Progress in the development of immunosuppressive regimens has reduced the incidence and severity of acute rejection (AR) after renal transplantation. This has resulted in improved short-term (primarily 1 year) outcomes, but with less marked effects on long-term graft survival. This is due in part to the nephrotoxicity of calcineurin inhibitors (CNIs), the alloimmune component of transplant glomerulopathy, and other less well-defined processes. Regimens that can yield similar short-term results but with less long-term deterioration continue to be sought, perhaps even eventually allowing the development of immunologic tolerance.

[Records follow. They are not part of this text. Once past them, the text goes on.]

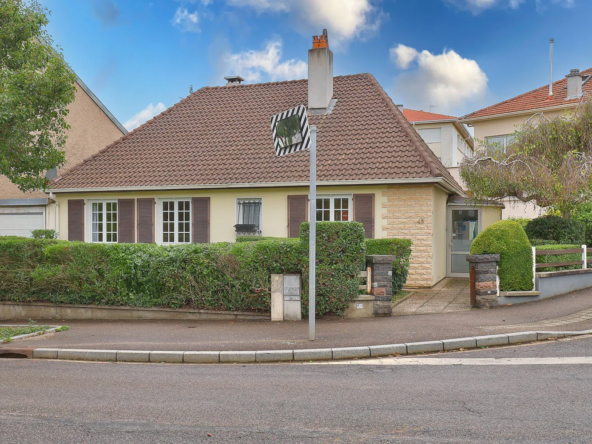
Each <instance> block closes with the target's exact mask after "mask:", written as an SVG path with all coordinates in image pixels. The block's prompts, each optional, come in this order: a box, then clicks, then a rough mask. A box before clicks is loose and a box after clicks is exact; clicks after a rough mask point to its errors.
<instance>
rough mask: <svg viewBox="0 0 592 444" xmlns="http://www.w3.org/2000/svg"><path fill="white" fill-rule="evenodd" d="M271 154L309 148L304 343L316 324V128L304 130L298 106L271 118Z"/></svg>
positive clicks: (316, 199) (312, 338) (310, 127)
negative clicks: (308, 206)
mask: <svg viewBox="0 0 592 444" xmlns="http://www.w3.org/2000/svg"><path fill="white" fill-rule="evenodd" d="M271 134H272V135H273V143H274V147H275V153H276V155H277V156H279V157H282V156H285V155H287V154H292V153H296V152H298V151H302V150H305V149H307V148H310V200H309V207H310V211H309V214H310V239H309V253H308V340H309V341H314V340H315V339H316V334H315V320H316V298H315V295H316V293H315V278H316V243H317V211H316V202H317V127H316V126H314V125H313V126H311V127H309V126H308V115H307V112H306V107H305V106H304V105H299V106H297V107H295V108H292V109H289V110H287V111H284V112H282V113H279V114H276V115H275V116H272V117H271Z"/></svg>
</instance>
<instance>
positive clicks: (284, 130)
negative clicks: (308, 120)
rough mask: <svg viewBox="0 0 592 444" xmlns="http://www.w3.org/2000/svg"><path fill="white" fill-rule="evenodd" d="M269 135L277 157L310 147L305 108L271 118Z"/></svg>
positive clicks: (308, 133)
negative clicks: (272, 140)
mask: <svg viewBox="0 0 592 444" xmlns="http://www.w3.org/2000/svg"><path fill="white" fill-rule="evenodd" d="M271 133H272V135H273V144H274V146H275V153H276V154H277V155H278V156H285V155H286V154H292V153H296V152H298V151H302V150H305V149H307V148H309V147H310V129H309V127H308V116H307V112H306V107H305V106H304V105H298V106H297V107H295V108H292V109H289V110H287V111H284V112H283V113H279V114H276V115H275V116H273V117H272V118H271Z"/></svg>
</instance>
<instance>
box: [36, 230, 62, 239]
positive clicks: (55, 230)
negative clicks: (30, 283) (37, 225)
mask: <svg viewBox="0 0 592 444" xmlns="http://www.w3.org/2000/svg"><path fill="white" fill-rule="evenodd" d="M31 235H32V236H33V239H57V238H58V233H57V232H56V230H33V231H31Z"/></svg>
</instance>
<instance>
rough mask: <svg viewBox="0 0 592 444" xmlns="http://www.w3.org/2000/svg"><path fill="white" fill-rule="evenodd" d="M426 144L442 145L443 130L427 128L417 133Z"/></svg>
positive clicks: (423, 129) (431, 128)
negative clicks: (435, 143) (431, 143)
mask: <svg viewBox="0 0 592 444" xmlns="http://www.w3.org/2000/svg"><path fill="white" fill-rule="evenodd" d="M417 132H418V133H419V135H420V136H421V138H422V139H423V140H424V142H425V143H440V142H441V141H442V129H441V128H427V129H420V130H418V131H417Z"/></svg>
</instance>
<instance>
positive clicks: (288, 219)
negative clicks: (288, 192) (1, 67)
mask: <svg viewBox="0 0 592 444" xmlns="http://www.w3.org/2000/svg"><path fill="white" fill-rule="evenodd" d="M307 209H308V196H288V237H299V236H300V224H301V223H302V222H306V221H307V219H308V211H307Z"/></svg>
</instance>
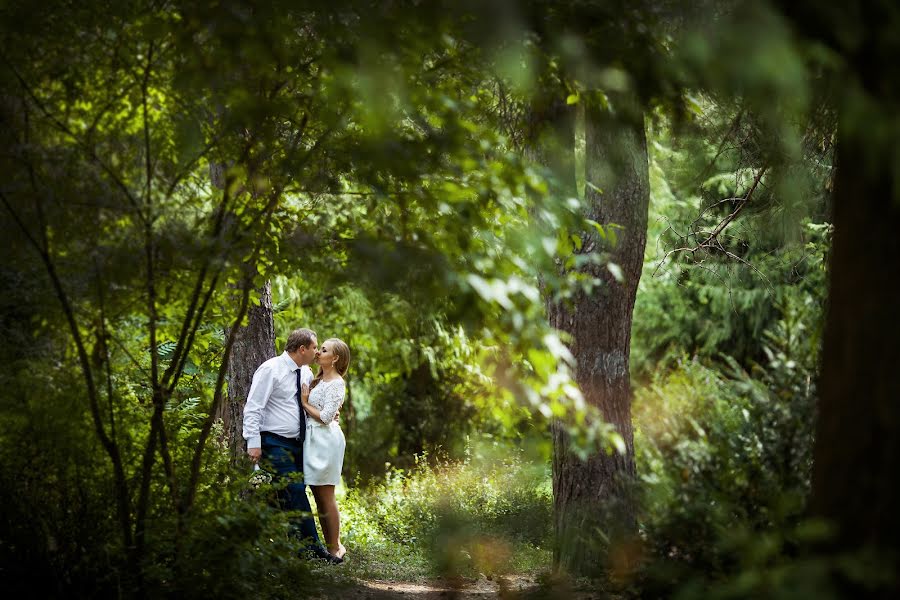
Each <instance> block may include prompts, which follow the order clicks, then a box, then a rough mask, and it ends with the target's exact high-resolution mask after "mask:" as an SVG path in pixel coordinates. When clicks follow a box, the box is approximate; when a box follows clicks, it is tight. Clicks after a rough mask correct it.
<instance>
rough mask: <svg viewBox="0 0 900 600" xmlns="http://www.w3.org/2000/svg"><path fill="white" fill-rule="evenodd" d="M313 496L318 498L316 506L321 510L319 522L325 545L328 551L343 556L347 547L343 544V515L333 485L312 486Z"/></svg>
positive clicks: (339, 555)
mask: <svg viewBox="0 0 900 600" xmlns="http://www.w3.org/2000/svg"><path fill="white" fill-rule="evenodd" d="M310 487H311V488H312V491H313V497H315V499H316V508H317V509H318V511H319V524H320V525H321V526H322V535H323V536H324V537H325V545H326V546H327V547H328V551H329V552H331V553H332V554H334V555H335V556H337V557H342V556H343V555H344V553H345V552H346V549H345V548H344V546H343V545H342V544H341V515H340V513H339V512H338V508H337V500H335V498H334V486H333V485H313V486H310Z"/></svg>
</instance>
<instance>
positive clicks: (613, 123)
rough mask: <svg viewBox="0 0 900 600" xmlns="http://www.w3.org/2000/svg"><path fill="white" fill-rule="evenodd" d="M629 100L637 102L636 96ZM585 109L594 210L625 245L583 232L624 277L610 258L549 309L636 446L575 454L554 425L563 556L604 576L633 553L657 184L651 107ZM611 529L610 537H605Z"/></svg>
mask: <svg viewBox="0 0 900 600" xmlns="http://www.w3.org/2000/svg"><path fill="white" fill-rule="evenodd" d="M619 100H620V101H622V102H631V105H636V103H633V102H632V101H631V100H630V99H628V98H620V99H619ZM585 110H586V119H585V121H586V122H585V136H586V158H585V164H586V178H587V181H588V182H589V183H590V184H593V186H596V188H599V189H600V190H602V192H600V191H597V189H596V188H594V187H592V186H591V185H588V186H587V189H586V190H585V205H586V211H587V214H586V215H585V216H586V217H588V218H590V219H593V220H594V221H597V222H598V223H600V224H602V225H603V227H604V229H605V231H606V232H607V234H609V232H610V230H611V229H615V230H616V231H615V235H616V237H617V238H618V243H616V244H611V243H610V240H609V236H608V235H607V239H606V240H604V239H602V237H601V236H599V235H598V233H597V232H596V231H590V232H586V233H585V234H584V235H583V236H582V241H583V247H582V251H583V252H591V251H604V250H605V251H607V252H609V257H610V260H611V261H612V262H614V263H615V264H617V265H618V266H619V267H621V269H622V274H623V276H624V278H623V280H622V281H621V282H620V281H617V280H616V278H615V277H614V276H613V273H612V271H611V270H610V269H609V268H607V266H606V265H595V266H592V267H589V269H590V272H591V274H592V275H594V276H595V277H597V278H598V279H600V280H601V281H602V285H601V286H599V287H598V288H596V289H595V290H594V291H593V292H592V293H590V294H585V293H580V294H578V296H577V297H576V299H575V301H574V303H573V305H571V306H564V305H551V306H549V307H548V316H549V319H550V324H551V325H553V326H554V327H556V328H557V329H560V330H562V331H565V332H567V333H569V334H570V336H571V350H572V353H573V355H574V356H575V359H576V361H577V366H576V380H577V382H578V385H579V387H580V388H581V391H582V393H583V394H584V397H585V400H586V402H588V403H589V404H591V405H593V406H596V407H597V408H599V410H600V412H601V414H602V415H603V418H604V419H605V420H606V421H608V422H609V423H612V424H613V425H615V427H616V430H617V431H618V432H619V434H620V435H621V436H622V438H623V439H624V441H625V447H626V452H625V453H624V454H620V453H618V452H614V453H612V454H606V453H602V452H601V453H599V454H595V455H593V456H590V457H589V458H588V459H587V460H585V461H582V460H581V459H579V458H578V457H577V456H575V455H574V454H573V453H572V452H571V450H570V440H569V439H568V436H567V434H566V432H565V429H564V428H563V427H562V426H561V424H560V423H555V424H554V426H553V449H554V457H553V499H554V509H555V519H556V523H555V525H556V535H557V546H556V550H555V553H554V562H555V564H556V567H557V568H558V569H559V570H562V571H564V572H568V573H571V574H574V575H598V574H600V573H601V572H602V571H605V570H608V569H609V568H610V567H616V566H621V564H622V562H623V559H627V558H628V554H629V550H628V549H629V548H630V547H631V542H632V534H633V531H634V529H635V508H634V502H633V499H632V497H631V493H630V491H631V482H632V480H633V478H634V475H635V464H634V436H633V431H632V425H631V387H630V382H629V352H630V347H631V319H632V311H633V308H634V300H635V295H636V293H637V285H638V281H639V280H640V276H641V267H642V265H643V257H644V247H645V245H646V238H647V210H648V206H649V197H650V186H649V173H648V158H647V141H646V135H645V131H644V124H643V117H642V115H640V114H639V115H638V116H637V117H636V118H633V119H631V120H628V121H625V120H623V119H622V117H621V116H620V117H619V118H613V117H611V116H610V114H609V112H608V111H607V110H606V109H604V108H602V107H600V106H598V105H596V104H593V103H589V104H588V105H587V106H586V109H585ZM612 224H615V225H616V226H618V227H615V228H614V227H612ZM604 537H605V538H606V539H607V540H608V541H609V543H608V544H606V543H601V542H600V540H601V539H603V538H604ZM626 562H627V561H626Z"/></svg>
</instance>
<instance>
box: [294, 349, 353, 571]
mask: <svg viewBox="0 0 900 600" xmlns="http://www.w3.org/2000/svg"><path fill="white" fill-rule="evenodd" d="M316 363H317V364H318V365H319V373H318V375H316V378H315V379H314V380H313V381H312V383H311V384H310V386H309V388H307V387H305V386H304V388H303V393H302V394H301V396H300V400H301V402H302V404H303V408H304V410H306V413H307V414H308V415H309V417H311V418H307V419H306V439H305V441H304V442H303V480H304V482H305V483H306V484H307V485H308V486H310V488H311V489H312V491H313V497H314V498H315V499H316V508H317V509H318V511H319V524H320V525H321V526H322V533H323V534H324V535H325V544H326V545H327V546H328V551H329V552H330V553H331V554H333V555H334V556H336V557H337V558H343V557H344V554H345V553H346V552H347V549H346V548H344V545H343V544H341V516H340V514H339V513H338V508H337V502H336V501H335V499H334V486H336V485H337V483H338V481H340V479H341V467H343V464H344V449H345V448H346V446H347V442H346V440H345V439H344V432H343V431H341V427H340V425H338V423H337V422H336V421H335V420H334V415H335V414H336V413H337V411H338V410H340V408H341V405H342V404H343V403H344V397H345V393H346V389H347V388H346V385H345V384H344V378H343V375H344V374H345V373H346V372H347V367H348V366H350V348H348V347H347V344H345V343H344V342H342V341H341V340H339V339H337V338H331V339H330V340H325V342H324V343H323V344H322V347H321V348H319V351H318V352H317V353H316Z"/></svg>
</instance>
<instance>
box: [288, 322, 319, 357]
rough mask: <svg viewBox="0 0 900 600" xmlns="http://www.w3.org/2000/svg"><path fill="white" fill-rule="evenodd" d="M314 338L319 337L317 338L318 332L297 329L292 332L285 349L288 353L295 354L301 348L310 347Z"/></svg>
mask: <svg viewBox="0 0 900 600" xmlns="http://www.w3.org/2000/svg"><path fill="white" fill-rule="evenodd" d="M314 337H318V336H316V332H315V331H313V330H312V329H305V328H301V329H295V330H294V331H292V332H291V335H289V336H288V342H287V344H285V346H284V349H285V351H287V352H294V351H295V350H297V348H299V347H300V346H304V347H305V346H309V345H310V344H311V343H312V340H313V338H314Z"/></svg>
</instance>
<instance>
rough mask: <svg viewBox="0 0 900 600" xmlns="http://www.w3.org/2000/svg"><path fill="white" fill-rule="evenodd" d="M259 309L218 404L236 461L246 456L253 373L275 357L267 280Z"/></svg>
mask: <svg viewBox="0 0 900 600" xmlns="http://www.w3.org/2000/svg"><path fill="white" fill-rule="evenodd" d="M259 300H260V302H259V306H254V307H252V308H251V309H250V310H249V311H248V314H247V325H246V326H245V327H241V329H240V331H239V332H238V334H237V336H236V338H235V341H234V346H233V347H232V349H231V360H230V361H229V363H228V397H227V399H226V401H225V402H222V403H221V404H220V405H219V410H218V413H217V414H216V418H217V419H221V420H222V425H223V435H224V437H225V442H226V443H227V444H228V449H229V450H230V452H231V456H232V458H233V459H234V460H237V459H239V458H240V457H242V456H243V455H244V452H245V449H244V436H243V427H244V404H245V403H246V402H247V394H248V392H249V391H250V382H251V380H252V379H253V373H254V372H255V371H256V368H257V367H259V365H261V364H262V363H264V362H265V361H267V360H269V359H270V358H272V357H273V356H275V322H274V319H273V314H272V285H271V283H269V282H268V281H267V282H266V285H264V286H263V287H262V289H260V290H259Z"/></svg>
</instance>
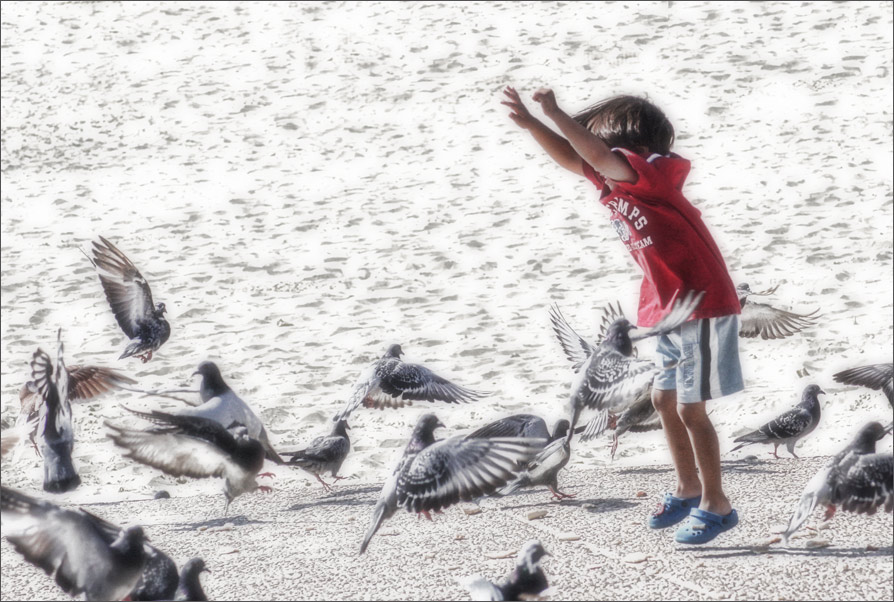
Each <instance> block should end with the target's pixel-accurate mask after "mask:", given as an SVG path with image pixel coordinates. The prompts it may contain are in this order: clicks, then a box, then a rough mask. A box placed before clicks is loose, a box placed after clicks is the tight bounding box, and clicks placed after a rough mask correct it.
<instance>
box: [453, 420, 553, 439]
mask: <svg viewBox="0 0 894 602" xmlns="http://www.w3.org/2000/svg"><path fill="white" fill-rule="evenodd" d="M467 437H469V438H470V439H484V438H488V437H531V438H534V439H549V429H548V428H547V426H546V421H545V420H543V418H541V417H540V416H535V415H533V414H513V415H512V416H506V417H505V418H500V419H499V420H495V421H493V422H491V423H489V424H485V425H484V426H482V427H481V428H479V429H476V430H475V431H474V432H472V433H469V434H468V435H467Z"/></svg>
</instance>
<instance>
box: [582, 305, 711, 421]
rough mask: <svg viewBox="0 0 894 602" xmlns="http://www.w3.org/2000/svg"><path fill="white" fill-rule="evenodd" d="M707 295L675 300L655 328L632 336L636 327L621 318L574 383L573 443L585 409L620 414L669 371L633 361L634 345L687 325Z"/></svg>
mask: <svg viewBox="0 0 894 602" xmlns="http://www.w3.org/2000/svg"><path fill="white" fill-rule="evenodd" d="M702 297H704V293H694V292H689V293H688V294H687V295H686V296H685V298H683V299H677V300H675V302H674V304H673V306H672V308H671V310H670V311H669V312H668V313H667V315H665V317H664V318H663V319H662V320H661V321H660V322H659V323H658V324H656V325H655V326H653V327H651V328H650V329H648V330H646V331H645V332H642V333H637V334H635V335H633V336H631V334H630V332H631V331H632V330H634V329H635V328H636V327H635V326H634V325H633V324H631V323H630V322H629V321H628V320H627V319H625V318H618V319H617V320H615V321H614V322H612V324H611V325H610V326H609V327H608V331H607V334H606V336H605V338H604V339H603V341H602V342H601V343H600V344H599V346H598V347H597V348H596V350H595V351H594V352H593V353H592V354H591V355H590V357H589V358H587V360H586V362H585V363H584V364H583V365H581V367H580V369H579V370H578V371H577V374H576V377H575V379H574V381H573V382H572V386H571V391H572V393H571V396H570V398H569V406H570V407H571V427H570V428H569V431H568V438H569V439H570V438H571V436H572V434H573V433H574V428H575V427H576V426H577V419H578V417H579V416H580V413H581V411H583V410H584V409H585V408H590V409H596V410H599V411H600V412H603V413H605V412H608V413H616V412H617V411H618V410H619V409H625V408H626V407H627V406H628V405H629V403H630V402H631V400H632V399H634V398H635V396H636V394H637V393H639V392H641V391H642V390H643V389H644V388H646V387H648V386H649V385H650V384H651V382H652V380H653V379H654V377H655V375H657V374H658V373H660V372H662V371H664V370H665V369H666V368H664V367H662V366H659V365H657V364H655V362H653V361H651V360H645V359H637V358H634V357H633V343H634V342H636V341H639V340H642V339H645V338H647V337H652V336H658V335H661V334H664V333H667V332H670V331H671V330H673V329H674V328H676V327H678V326H679V325H681V324H682V323H683V322H685V321H687V320H688V319H689V317H690V316H691V315H692V312H693V311H695V309H696V307H698V304H699V303H700V302H701V300H702Z"/></svg>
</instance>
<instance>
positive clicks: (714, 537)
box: [674, 508, 739, 544]
mask: <svg viewBox="0 0 894 602" xmlns="http://www.w3.org/2000/svg"><path fill="white" fill-rule="evenodd" d="M737 524H739V515H738V514H737V513H736V511H735V510H732V511H731V512H730V513H729V514H727V515H726V516H723V515H722V514H715V513H713V512H708V511H707V510H699V509H698V508H693V509H692V512H690V513H689V520H687V521H686V522H685V523H683V524H682V525H680V528H679V529H677V533H676V535H675V536H674V539H675V540H676V541H677V543H693V544H700V543H708V542H709V541H711V540H712V539H714V538H715V537H717V536H718V535H720V534H721V533H723V532H724V531H729V530H730V529H732V528H733V527H735V526H736V525H737Z"/></svg>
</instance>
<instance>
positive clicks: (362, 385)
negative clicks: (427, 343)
mask: <svg viewBox="0 0 894 602" xmlns="http://www.w3.org/2000/svg"><path fill="white" fill-rule="evenodd" d="M401 355H403V350H401V348H400V345H391V346H390V347H389V348H388V350H387V351H386V352H385V355H383V356H382V358H381V359H379V360H378V361H376V362H374V363H373V364H372V365H370V367H369V368H368V369H367V370H366V371H364V372H363V374H361V375H360V378H359V380H358V381H357V384H356V385H355V387H354V392H353V393H352V395H351V398H350V399H349V400H348V402H347V403H346V404H345V407H344V408H342V410H341V411H340V412H339V413H338V414H337V415H336V417H335V420H336V421H338V420H347V418H348V416H350V415H351V412H353V411H354V410H356V409H357V408H358V407H360V405H363V406H364V407H367V408H376V409H380V410H381V409H383V408H402V407H404V406H405V405H412V403H413V401H431V402H434V401H444V402H446V403H459V402H463V403H466V402H469V401H474V400H476V399H478V398H480V397H483V396H484V395H486V393H479V392H476V391H472V390H470V389H466V388H464V387H460V386H459V385H455V384H453V383H451V382H450V381H448V380H446V379H444V378H441V377H440V376H438V375H437V374H435V373H434V372H432V371H431V370H429V369H428V368H426V367H425V366H421V365H418V364H405V363H404V362H402V361H401V359H400V356H401Z"/></svg>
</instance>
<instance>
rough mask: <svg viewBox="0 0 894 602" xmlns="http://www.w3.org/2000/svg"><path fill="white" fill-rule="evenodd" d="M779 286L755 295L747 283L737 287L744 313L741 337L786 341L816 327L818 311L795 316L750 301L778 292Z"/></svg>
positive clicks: (760, 303)
mask: <svg viewBox="0 0 894 602" xmlns="http://www.w3.org/2000/svg"><path fill="white" fill-rule="evenodd" d="M777 288H779V285H776V286H775V287H773V288H771V289H769V290H766V291H763V292H760V293H755V292H753V291H752V290H751V288H750V287H749V286H748V284H747V283H745V282H743V283H741V284H739V285H738V286H737V287H736V293H737V294H738V296H739V305H740V306H741V308H742V313H741V315H740V316H739V336H740V337H745V338H754V337H757V336H760V337H761V338H762V339H784V338H786V337H790V336H792V335H793V334H796V333H798V332H801V331H802V330H803V329H804V328H807V327H808V326H815V325H816V320H817V319H818V318H819V317H820V316H818V315H817V312H818V311H819V310H818V309H817V310H815V311H813V312H811V313H809V314H795V313H792V312H789V311H785V310H782V309H776V308H775V307H772V306H770V305H767V304H765V303H756V302H755V301H750V300H748V297H750V296H766V295H770V294H772V293H774V292H776V289H777Z"/></svg>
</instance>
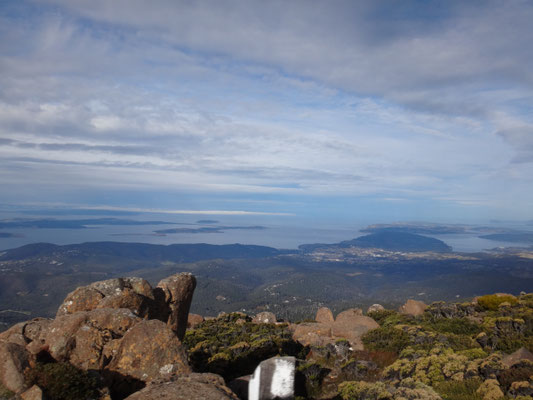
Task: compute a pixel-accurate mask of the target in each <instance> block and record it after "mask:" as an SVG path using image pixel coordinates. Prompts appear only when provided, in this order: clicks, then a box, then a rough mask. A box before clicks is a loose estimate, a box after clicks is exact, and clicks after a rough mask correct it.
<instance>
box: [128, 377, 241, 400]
mask: <svg viewBox="0 0 533 400" xmlns="http://www.w3.org/2000/svg"><path fill="white" fill-rule="evenodd" d="M153 399H169V400H170V399H172V400H238V399H239V398H238V397H237V396H236V395H235V394H234V393H233V392H232V391H231V390H230V389H229V388H228V387H226V385H225V384H224V380H223V379H222V377H220V376H218V375H215V374H197V373H192V374H189V375H184V376H179V377H175V378H172V379H171V380H170V381H167V382H154V383H152V384H150V385H148V386H147V387H146V388H144V389H142V390H140V391H139V392H136V393H134V394H132V395H130V396H128V397H127V398H126V400H153Z"/></svg>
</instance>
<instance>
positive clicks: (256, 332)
mask: <svg viewBox="0 0 533 400" xmlns="http://www.w3.org/2000/svg"><path fill="white" fill-rule="evenodd" d="M237 320H240V321H239V322H237ZM184 344H185V345H186V346H187V348H188V350H189V361H190V364H191V366H192V367H193V369H194V371H196V372H213V373H216V374H219V375H222V376H223V377H224V379H226V380H231V379H233V378H236V377H238V376H242V375H246V374H251V373H253V371H254V370H255V367H256V366H257V364H259V362H261V361H263V360H265V359H267V358H270V357H274V356H276V355H291V356H297V357H299V358H305V355H306V353H305V349H304V347H303V346H302V345H301V344H300V343H298V342H296V341H294V340H293V339H292V333H291V332H290V331H289V329H288V327H287V325H275V324H254V323H252V322H250V319H249V318H243V316H242V315H240V314H228V315H224V316H222V317H219V318H217V319H213V320H208V321H205V322H203V323H201V324H200V325H198V326H197V327H196V329H192V330H189V331H187V333H186V335H185V338H184Z"/></svg>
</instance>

New biologic agents such as (chimeric or humanized) monoclonal antibodies with longer half-lives have been introduced as induction therapy. The resulting prolonged biologic effect may allow lower dosages of (nephrotoxic) CNIs, both short- and long-term, and perhaps lower doses or avoidance of corticosteroids. One such agent is Alemtuzumab, a humanized CD52-specific complement fixing (cytotoxic-lymphodepleting) IgG1 monoclonal antibody first introduced in hemato-oncology by Waldmann and Hale, then in renal transplantation by Calne. The human CD52 antigen is found in variable concentrations on all peripheral blood mononuclear cells. Alemtuzumab profoundly depletes T cells from peripheral blood for several months with effects, albeit less marked, on B cells, natural killer cells, and monocytes, (in descending order) and with the least effect on CD34 (immature) hematopoetic stem cells. (see review 14).
Alemtuzumab is currently not indicated for organ transplantation and thus patients should be informed of its off-label use and its evolving experimental nature.